Heinrich stood outside for the pictures and read the newspaper to see if they really would be ready in an hour. They were. As he waited, he wondered why the visits weren’t like anything he had ever read about in the library books. It didn’t talk, it didn’t look like any one or any thing in particular, and it didn’t seem to bring him any sort of message.
Heinrich didn’t open the packet of photographs when he paid the $8.87. Instead, he walked to the park and sat down at his orange bench. He grumbled at the children on the jungle gym as he tore opened the packet and they stopped to watch him for a moment.
He ran his fingers through the thinning wisps of white hair as he looked at the photos. There were the ones of the Pomeranian, the ladies, the fruit vendor, the children in the park, and then his room. In the middle of those photos was a white blotchy hazy area hanging in the middle of the photograph as if someone had painted a thumb with Liquid Paper and splotched the middle of all the pictures. Heinrich seemed satisfied.
He looked around the park at the other old men sitting at their own benches. A homeless young man slept halfway under a bush, a young mother wheeled her baby in a stroller. The children chased each other on the jungle gym.
He wondered what kind of secrets they all held to themselves. He wondered if they had experiences, but just never talked about it. He wondered if they had visits.
He dared let himself remember, for just a brief moment, of the day his name was different, when he had more of an accent, when he was a leader, when he was a killer. He could not mention to anyone how proud he was of his time back then, and he could never discuss his past. The bodies walled up in his house will never be found even if it were burned to the ground. Most of them lie thousands of miles away.

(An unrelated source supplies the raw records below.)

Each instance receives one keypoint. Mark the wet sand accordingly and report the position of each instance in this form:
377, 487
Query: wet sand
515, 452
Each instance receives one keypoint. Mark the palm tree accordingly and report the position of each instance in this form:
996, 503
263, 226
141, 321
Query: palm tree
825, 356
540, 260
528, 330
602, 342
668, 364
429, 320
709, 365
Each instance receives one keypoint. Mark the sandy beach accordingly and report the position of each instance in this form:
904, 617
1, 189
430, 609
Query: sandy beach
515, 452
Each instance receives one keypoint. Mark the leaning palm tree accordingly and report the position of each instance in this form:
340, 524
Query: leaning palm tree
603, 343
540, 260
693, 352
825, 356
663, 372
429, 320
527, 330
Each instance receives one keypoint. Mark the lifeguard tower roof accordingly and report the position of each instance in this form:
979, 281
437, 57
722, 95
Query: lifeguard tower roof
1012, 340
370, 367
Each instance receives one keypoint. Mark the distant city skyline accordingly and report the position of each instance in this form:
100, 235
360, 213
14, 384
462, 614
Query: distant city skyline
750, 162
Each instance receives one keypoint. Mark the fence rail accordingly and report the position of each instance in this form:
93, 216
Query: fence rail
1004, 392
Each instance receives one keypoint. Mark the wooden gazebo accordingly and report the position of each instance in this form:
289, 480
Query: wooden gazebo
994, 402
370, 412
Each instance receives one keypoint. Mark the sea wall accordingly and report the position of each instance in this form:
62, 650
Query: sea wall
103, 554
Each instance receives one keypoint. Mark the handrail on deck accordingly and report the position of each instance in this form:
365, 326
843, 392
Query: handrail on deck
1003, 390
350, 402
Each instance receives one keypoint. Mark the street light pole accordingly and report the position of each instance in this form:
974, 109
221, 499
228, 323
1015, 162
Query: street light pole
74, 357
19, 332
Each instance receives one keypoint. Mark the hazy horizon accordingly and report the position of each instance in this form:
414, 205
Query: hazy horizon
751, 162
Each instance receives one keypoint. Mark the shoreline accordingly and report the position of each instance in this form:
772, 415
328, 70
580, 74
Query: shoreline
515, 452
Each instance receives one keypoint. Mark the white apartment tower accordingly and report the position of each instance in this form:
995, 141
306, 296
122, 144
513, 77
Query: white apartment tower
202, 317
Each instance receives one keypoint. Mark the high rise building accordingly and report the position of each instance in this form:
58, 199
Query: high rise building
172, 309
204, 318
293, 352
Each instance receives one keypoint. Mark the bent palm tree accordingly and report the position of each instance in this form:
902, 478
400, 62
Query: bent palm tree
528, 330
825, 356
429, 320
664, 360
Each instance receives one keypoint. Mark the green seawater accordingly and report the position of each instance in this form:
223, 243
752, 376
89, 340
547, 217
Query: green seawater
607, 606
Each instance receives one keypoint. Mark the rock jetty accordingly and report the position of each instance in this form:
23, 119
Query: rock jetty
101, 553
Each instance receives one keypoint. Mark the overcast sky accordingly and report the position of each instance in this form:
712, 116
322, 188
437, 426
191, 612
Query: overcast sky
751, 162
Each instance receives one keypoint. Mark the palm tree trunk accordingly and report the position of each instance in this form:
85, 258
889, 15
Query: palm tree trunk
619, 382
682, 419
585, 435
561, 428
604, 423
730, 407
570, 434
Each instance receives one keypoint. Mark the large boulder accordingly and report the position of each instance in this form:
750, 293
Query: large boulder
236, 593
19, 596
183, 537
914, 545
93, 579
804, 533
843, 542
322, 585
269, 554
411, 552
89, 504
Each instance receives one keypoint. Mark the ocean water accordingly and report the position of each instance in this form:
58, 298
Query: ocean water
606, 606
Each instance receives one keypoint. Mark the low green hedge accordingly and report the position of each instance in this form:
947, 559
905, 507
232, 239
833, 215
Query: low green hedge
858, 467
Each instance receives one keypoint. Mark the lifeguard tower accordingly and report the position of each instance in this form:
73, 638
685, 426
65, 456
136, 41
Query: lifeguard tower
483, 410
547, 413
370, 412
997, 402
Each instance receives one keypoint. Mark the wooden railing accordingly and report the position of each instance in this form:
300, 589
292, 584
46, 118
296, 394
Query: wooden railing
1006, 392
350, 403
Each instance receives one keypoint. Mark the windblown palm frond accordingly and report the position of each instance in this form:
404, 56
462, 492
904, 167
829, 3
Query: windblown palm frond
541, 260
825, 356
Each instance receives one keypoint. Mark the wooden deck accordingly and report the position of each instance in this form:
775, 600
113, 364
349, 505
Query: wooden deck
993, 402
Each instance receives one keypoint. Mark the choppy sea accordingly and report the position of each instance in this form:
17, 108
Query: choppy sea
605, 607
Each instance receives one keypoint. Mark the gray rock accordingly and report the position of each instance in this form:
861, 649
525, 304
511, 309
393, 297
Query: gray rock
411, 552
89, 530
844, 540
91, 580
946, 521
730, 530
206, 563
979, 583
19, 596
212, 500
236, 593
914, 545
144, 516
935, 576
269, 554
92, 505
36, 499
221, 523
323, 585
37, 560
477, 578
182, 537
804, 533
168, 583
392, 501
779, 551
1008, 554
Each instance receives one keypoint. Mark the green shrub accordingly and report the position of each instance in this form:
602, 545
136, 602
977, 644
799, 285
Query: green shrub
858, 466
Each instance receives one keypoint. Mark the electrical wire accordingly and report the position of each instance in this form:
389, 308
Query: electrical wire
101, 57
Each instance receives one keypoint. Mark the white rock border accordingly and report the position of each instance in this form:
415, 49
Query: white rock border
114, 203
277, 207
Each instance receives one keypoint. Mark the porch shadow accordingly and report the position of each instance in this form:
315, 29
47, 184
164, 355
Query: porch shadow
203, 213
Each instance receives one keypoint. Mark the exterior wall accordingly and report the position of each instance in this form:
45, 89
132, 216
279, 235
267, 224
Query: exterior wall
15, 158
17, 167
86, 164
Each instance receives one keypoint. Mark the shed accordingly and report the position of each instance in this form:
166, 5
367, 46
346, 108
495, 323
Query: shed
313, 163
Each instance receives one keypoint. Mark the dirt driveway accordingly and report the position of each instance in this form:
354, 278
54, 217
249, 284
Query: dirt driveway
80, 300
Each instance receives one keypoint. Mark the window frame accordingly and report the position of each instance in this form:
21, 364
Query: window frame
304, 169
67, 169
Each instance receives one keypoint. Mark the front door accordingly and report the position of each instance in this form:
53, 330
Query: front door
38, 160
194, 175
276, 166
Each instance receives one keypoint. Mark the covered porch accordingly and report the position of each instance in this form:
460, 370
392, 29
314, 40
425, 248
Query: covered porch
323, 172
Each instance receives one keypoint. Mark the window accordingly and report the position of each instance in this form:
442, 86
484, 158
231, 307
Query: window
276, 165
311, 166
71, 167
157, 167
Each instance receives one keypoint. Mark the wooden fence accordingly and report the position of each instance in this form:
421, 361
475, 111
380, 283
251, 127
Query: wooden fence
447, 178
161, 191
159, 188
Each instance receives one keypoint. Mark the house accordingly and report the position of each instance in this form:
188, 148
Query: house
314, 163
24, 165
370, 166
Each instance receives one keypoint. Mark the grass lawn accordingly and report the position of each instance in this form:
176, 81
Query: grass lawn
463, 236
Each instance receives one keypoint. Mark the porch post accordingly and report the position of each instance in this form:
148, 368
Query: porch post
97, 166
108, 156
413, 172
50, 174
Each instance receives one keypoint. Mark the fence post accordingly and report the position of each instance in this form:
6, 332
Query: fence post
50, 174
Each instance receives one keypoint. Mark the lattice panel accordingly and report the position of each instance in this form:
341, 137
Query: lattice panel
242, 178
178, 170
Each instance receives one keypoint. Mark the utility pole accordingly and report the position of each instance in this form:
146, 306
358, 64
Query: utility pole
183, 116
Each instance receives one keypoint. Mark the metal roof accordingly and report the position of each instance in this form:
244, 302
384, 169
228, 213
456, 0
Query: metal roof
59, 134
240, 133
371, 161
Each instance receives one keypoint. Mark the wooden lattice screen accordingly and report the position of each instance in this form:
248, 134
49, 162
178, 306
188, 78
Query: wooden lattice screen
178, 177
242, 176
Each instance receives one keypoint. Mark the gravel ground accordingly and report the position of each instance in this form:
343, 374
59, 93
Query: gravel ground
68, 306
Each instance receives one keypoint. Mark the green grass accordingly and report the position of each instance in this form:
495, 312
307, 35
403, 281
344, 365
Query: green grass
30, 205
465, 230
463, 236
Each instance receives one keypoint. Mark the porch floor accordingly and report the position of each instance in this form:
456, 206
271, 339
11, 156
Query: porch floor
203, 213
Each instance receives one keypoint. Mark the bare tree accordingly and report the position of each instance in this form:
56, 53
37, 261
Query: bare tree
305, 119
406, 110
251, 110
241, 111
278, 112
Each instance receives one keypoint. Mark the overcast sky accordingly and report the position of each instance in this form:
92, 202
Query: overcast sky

And somehow, now, more than a half-century later, they found him, and are his only companion until he joins them. He winced a tear remembering how powerful he once was, and how powerless he now felt. No regrets.
Heinrich scowled at the children as he noticed they were staring at him again. He waved his hand at them and they ran away toward the basketball courts.
Heinrich stood up abruptly and left behind his newspaper and the photographs of the vendor, the ladies, the dog, the children and the visit. He left behind all the negatives.
As he turned to walk up Fuller Street toward the green house on the corner, a gust of wind caught the Classified section and took it high into the air. The photographs and negatives and newspapers scattered into the park, a few of them blowing into the street, a few of them blowing higher into the air.
Heinrich clicked his heels. He headed home to the house on Fuller Street.